Assessments of tight junction proteins occludin, claudin 5 and scaffold proteins ZO1 and ZO2 in endothelial cells of the rat blood-brain barrier: cellular responses to neurotoxicants malathion and lead acetate

Pergentino Balbuena, Wen Li, Marion Ehrich
Neurotoxicology 2011, 32 (1): 58-67
The blood-brain barrier (BBB) is essential for central nervous system (CNS) normal function. It is formed by endothelial cells with special characteristics, which confer the BBB with low permeability and high transendothelial electrical resistance (TEER).
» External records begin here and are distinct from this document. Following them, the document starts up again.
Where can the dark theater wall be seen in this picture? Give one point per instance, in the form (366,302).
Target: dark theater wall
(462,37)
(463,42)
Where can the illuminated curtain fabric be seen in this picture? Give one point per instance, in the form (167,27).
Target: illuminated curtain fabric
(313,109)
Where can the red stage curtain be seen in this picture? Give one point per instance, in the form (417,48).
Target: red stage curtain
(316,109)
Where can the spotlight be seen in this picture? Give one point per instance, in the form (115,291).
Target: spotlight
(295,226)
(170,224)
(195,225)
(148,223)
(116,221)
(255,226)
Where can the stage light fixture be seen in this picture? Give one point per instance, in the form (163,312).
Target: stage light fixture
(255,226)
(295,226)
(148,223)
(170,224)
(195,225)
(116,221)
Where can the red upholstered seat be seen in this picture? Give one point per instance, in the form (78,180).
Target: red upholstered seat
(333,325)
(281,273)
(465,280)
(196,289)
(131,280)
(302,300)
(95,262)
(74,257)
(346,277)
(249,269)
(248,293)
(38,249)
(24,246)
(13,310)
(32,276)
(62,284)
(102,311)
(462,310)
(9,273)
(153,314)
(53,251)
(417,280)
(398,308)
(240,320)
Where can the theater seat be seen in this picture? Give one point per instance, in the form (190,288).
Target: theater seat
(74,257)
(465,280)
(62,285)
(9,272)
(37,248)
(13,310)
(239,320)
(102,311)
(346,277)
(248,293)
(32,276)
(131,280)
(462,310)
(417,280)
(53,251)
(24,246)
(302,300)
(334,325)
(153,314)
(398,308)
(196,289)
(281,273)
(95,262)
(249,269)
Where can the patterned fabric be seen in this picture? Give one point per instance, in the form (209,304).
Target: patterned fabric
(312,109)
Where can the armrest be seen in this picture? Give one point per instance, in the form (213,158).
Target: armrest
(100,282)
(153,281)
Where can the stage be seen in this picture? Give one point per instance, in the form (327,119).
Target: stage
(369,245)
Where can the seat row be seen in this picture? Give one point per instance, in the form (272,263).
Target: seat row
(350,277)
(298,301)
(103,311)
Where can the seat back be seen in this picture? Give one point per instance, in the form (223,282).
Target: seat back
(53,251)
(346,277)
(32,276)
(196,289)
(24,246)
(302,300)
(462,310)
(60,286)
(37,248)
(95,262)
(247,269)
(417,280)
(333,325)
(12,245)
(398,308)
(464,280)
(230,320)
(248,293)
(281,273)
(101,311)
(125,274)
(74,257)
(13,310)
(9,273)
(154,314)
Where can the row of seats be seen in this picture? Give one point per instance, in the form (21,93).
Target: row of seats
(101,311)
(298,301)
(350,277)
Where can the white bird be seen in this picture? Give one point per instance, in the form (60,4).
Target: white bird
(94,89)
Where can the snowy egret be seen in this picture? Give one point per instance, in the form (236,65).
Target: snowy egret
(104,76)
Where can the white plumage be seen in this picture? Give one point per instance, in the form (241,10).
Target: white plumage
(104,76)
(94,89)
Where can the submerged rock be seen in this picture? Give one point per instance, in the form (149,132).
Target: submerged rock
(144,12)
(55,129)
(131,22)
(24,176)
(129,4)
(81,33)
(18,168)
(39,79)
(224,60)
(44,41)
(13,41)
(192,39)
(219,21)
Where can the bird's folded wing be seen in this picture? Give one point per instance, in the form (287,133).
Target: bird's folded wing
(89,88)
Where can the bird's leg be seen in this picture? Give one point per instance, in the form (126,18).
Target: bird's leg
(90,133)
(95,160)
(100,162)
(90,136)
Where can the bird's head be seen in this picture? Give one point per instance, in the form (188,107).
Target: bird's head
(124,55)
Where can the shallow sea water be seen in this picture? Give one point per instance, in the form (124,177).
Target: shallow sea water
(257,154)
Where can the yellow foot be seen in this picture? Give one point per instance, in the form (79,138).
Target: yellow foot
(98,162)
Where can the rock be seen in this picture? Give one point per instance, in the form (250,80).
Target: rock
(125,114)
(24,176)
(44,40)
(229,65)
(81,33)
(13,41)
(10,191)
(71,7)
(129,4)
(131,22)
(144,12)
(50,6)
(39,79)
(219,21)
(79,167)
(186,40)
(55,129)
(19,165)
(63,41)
We previously demonstrated that malathion and lead, two neurotoxicants widely present in the environment, decrease TEER and increase permeability in in vitro models of the BBB. In this study we assessed tight junction disruption at the protein and gene expression levels using a rat brain microvascular endothelial cell line (RBE4) exposed to lead acetate at 10(-5)M and 10(-6)M, malathion at 10(-5)M, malaoxon at 10(-6)M, and their combinations. Cells were incubated with treatments for 2h, 4h, 8h, 16h, and 24h periods. Immunoblotting assessments demonstrated that protein levels of tight junction proteins occludin and claudin 5, and scaffold proteins ZO1 and ZO2 were decreased after treatments. Gene expression determinations did not correlate with the decreases in protein, indicating that the effects on these proteins were post-translational.